Although San Francisco Bay no longer supports commercial fisheries, many Bay Area residents, mostly poor African Americans and Asians, still fish there to feed their families, despite state health warnings that have been posted for years.
Their catch includes kingfish, also known as white croaker, a bottom-feeding species that absorbs dangerous levels of the industrial compounds PCBs and mercury. PCBs (polychlorinated biphenyls) were banned in 1979, but the chemicals still linger in bay sediments.
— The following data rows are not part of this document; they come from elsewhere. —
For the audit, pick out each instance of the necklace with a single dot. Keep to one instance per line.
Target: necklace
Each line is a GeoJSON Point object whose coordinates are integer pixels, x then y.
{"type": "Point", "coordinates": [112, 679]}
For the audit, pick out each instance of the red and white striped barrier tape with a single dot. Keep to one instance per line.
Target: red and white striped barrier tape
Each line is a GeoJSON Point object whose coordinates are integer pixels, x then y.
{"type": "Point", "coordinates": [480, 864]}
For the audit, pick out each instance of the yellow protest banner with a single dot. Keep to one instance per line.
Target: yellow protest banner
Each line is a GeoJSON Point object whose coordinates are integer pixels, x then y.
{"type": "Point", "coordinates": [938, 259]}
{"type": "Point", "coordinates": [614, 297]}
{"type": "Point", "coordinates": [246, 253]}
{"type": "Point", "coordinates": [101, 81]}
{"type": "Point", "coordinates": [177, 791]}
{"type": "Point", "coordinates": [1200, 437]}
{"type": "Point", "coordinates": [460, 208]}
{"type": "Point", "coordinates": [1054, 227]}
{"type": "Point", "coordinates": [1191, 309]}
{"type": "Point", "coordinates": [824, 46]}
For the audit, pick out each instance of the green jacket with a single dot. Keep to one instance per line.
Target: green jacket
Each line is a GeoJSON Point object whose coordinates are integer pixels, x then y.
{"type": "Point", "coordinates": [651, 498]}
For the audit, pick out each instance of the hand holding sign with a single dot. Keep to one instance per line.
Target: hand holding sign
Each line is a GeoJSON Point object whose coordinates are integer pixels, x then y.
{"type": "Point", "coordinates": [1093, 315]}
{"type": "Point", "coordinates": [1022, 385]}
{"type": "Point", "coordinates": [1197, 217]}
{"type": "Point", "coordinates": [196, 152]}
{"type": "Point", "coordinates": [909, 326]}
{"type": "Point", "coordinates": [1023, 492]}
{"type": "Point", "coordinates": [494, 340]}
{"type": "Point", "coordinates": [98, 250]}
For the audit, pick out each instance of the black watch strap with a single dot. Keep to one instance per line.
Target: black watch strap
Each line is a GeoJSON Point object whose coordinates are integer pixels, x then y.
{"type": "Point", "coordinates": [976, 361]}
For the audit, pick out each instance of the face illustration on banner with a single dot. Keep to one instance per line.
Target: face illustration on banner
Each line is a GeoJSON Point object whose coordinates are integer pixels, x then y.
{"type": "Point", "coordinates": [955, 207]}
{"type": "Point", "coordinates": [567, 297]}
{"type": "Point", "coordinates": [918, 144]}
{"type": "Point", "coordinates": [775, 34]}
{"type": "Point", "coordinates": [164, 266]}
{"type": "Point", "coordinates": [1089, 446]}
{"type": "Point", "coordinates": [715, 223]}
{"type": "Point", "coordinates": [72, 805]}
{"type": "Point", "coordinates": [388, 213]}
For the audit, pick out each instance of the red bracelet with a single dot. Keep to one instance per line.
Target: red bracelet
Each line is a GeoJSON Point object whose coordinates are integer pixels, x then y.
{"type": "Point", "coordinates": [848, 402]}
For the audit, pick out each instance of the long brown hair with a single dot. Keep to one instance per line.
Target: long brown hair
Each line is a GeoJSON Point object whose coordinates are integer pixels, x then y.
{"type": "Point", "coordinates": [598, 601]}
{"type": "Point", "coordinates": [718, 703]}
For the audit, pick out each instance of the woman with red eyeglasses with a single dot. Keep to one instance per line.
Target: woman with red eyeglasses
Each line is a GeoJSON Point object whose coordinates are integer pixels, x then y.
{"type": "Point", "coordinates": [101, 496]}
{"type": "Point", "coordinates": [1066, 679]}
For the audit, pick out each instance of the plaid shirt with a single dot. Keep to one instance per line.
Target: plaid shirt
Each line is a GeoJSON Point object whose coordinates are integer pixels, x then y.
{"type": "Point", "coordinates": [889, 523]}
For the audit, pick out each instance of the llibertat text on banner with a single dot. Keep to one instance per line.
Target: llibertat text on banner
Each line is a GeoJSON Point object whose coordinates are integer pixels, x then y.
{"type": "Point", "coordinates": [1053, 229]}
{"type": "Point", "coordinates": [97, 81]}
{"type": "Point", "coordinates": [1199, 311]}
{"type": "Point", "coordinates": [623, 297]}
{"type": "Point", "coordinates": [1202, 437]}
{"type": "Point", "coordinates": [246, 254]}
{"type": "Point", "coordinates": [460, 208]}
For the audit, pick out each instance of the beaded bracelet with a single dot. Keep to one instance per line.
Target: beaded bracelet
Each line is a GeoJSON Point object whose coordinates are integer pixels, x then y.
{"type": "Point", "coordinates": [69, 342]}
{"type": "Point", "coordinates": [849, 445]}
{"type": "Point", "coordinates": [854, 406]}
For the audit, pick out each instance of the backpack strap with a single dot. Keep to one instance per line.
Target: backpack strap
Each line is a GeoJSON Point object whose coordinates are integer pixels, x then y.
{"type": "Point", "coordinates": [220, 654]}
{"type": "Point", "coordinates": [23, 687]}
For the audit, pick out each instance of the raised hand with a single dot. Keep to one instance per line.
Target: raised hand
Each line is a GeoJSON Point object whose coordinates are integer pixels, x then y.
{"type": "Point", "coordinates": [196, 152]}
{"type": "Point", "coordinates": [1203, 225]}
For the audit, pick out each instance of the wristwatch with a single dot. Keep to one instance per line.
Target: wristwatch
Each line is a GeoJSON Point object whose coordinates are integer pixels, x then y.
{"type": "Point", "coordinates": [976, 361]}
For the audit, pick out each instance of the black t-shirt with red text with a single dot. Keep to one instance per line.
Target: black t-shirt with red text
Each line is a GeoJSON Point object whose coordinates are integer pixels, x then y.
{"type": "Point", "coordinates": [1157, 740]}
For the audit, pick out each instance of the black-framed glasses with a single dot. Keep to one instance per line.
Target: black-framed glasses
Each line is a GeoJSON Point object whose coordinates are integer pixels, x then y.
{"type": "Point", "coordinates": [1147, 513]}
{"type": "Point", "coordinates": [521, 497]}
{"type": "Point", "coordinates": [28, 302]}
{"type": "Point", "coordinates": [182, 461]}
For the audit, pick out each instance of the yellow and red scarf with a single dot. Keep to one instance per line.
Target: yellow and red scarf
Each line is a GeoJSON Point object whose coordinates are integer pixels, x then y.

Human consumption of contaminated fish may impair the mental and motor development of fetuses, infants and young children, says the California Office of Environmental Health Hazard Assessment. Ingesting the chemicals also increases one’s risk of cancer.
*
Because of the risks, state officials advise adults to eat no more than two meals per month of any type of fish caught in the bay and to avoid the skin and internal organs. Children and pregnant or nursing women are advised to eat no more than half that amount. The state’s guidelines are even more stringent for some kinds of fish, such as striped bass.
Surprisingly high volumes of mercury continue to wash into the bay, not only from ordinary household items and car exhaust but also from defunct gold mines.
Water samples on a single stormy day in 1997 showed that about 70 pounds of mercury--enough for more than 31,000 thermometers--had washed down the Sacramento River into San Francisco Bay.
Roughly half of the mercury comes from abandoned gold and mercury mining operations in Northern California, according to government scientists. The Gold Rush of 150 years ago left a legacy that keeps polluting San Francisco Bay every day, especially during rainstorms.
During the Gold Rush, miners used tons of mercury to extract gold from ore. Today, rain washes the mercury toward the coast. Mercury contamination in marine animals becomes more concentrated as it moves up the food chain. That means larger fish, such as sharks and kingfish, can amass high levels of mercury from the many smaller fish they eat over their lifetime.
Concentrated exposure to mercury can be deadly to humans. At lower levels, mercury can cause birth defects, brain damage and convulsions.
The reservoir of mercury that is sitting in the bay’s sediments is vast, perhaps amounting to more than 1 million pounds. But no one has been able to accurately estimate its extent.
The concentrations of copper frequently exceed Environmental Protection Agency limits. Some organisms--particularly phytoplankton--have been wiped out entirely in the bay, throwing off its balance of life. Some experts theorize that the tiny aquatic plants died of an intolerance to the copper in runoff.
As regulators start dealing with the complexity of the systems they seek to protect, the controversy around copper is indicative of problems to come. Scientists are starting to look into the cumulative effect that many different pollutants may have on an ecosystem--and human beings--over time.
“Environmental science is a very young science and there is much we do not know about ecosystems,” said U.S. Geological Survey scientist Sam Luoma.
To reduce the flow of mercury, the U.S. Forest Service has in recent years undertaken projects to clean up old mines on public lands. But the efforts cost millions of dollars.
What’s more, much of the land surrounding the old gold mines is now owned by private individuals who do not have the funding or expertise to sustain the massive efforts needed to root out mercury.
As for copper, Bay Area advocacy groups are trying to remove it from the bay by removing it from brake pads.
Groups trying to reduce backyard pesticides are grappling with a problem even bigger in scope. One pilot project works with stores that sell diazinon to educate consumers about less toxic alternatives.
But it may be a hard sell because most customers are accustomed to the fast and easy results they get with pesticides, said Ken Preston, manager of a Rite Aid in Castro Valley that is taking part in the project.
Scientists are also treading warily in education efforts. If gardeners quit using diazinon, they may switch to compounds that turn out to be just as bad--perhaps even worse--for the creatures that call San Francisco Bay home.